Raw Input Desired Output
first record
first r e c o r d
f i r s t  r e c o r d
s e c o n d record
third r e c o r d
t h i r d  record
final record
first record
s e c o n d record
third r e c o r d
final record
Script and Comments
Script1
[ 1] G
[ 2] h
[ 3] s/ //g
[ 4] /^(.*)\n\1$/{
[ 5] x
[ 6] s/^.*\n//
[ 7] }
[ 8] /\n/{
[ 9] g
[10] 1!s/^.*\n//p
[11] g
[12] s/\n.*//
[13] }
[14] $q
[15] h
[16] d
Comments
  1. The `-r' option of GNU sed must be used to make sed interpret REs as EREs.
  2. The Pattern and the Hold Space are abbreviated to PS, and HS, respectively.
  3. We refer to a group of consecutive `almost identical' lines as an `identical' group.
  4. Each time the first line of an identical group is found, we keep it in HS for later comparison.
  5. After a line was read, it is compared with the line kept in HS:
    • If they are `almost identical', skip the current line and start a new cycle.
    • Otherwise, the current line is the first line of another identical group. Print the kept line and then kept the current one.
  6. Step [1] appends the kept line from HS to PS. Now PS cosists of the current line followed by the kept line, separated by a newline character.
  7. Step [2] overwrites the contents of HS with PS.
  8. PS now contains the current and the kept line. To determine whether they are `almost identical', Step [3] is used to remove every blank.
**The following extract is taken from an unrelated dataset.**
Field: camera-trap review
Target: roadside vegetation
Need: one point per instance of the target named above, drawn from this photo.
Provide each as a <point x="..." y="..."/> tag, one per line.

  9. If both lines are `almost identical', only the kept line has to be kept. Remember that Step [2] saved both lines to HS, since we can not modify HS directly, we use
    • Step [5] to exchange the contents of PS and HS, then
    • Step [6] to delete the current line. After this step, PS contains no newline character, and Steps [8] thru [13] will be skipped.
    • Step [15] to overwrites HS with PS, and
    • Step [16] to start a new cycle to read the next line.
  10. Otherwise, both lines are NOT `almost identical', `print the kept and keep the current line' is done via
    • Step [9] copies the current and the kept line from HS,
    • Step [10] deletes the current one then print. (The `p' flag of s/// command prints the contents of PS if the substitution succeeded.)
    • Step [11] copies from HS the saved lines,
    • Step [12] deletes the kept one, and,
    • Step [15] to overwrites HS with PS. After this, HS contains the current line.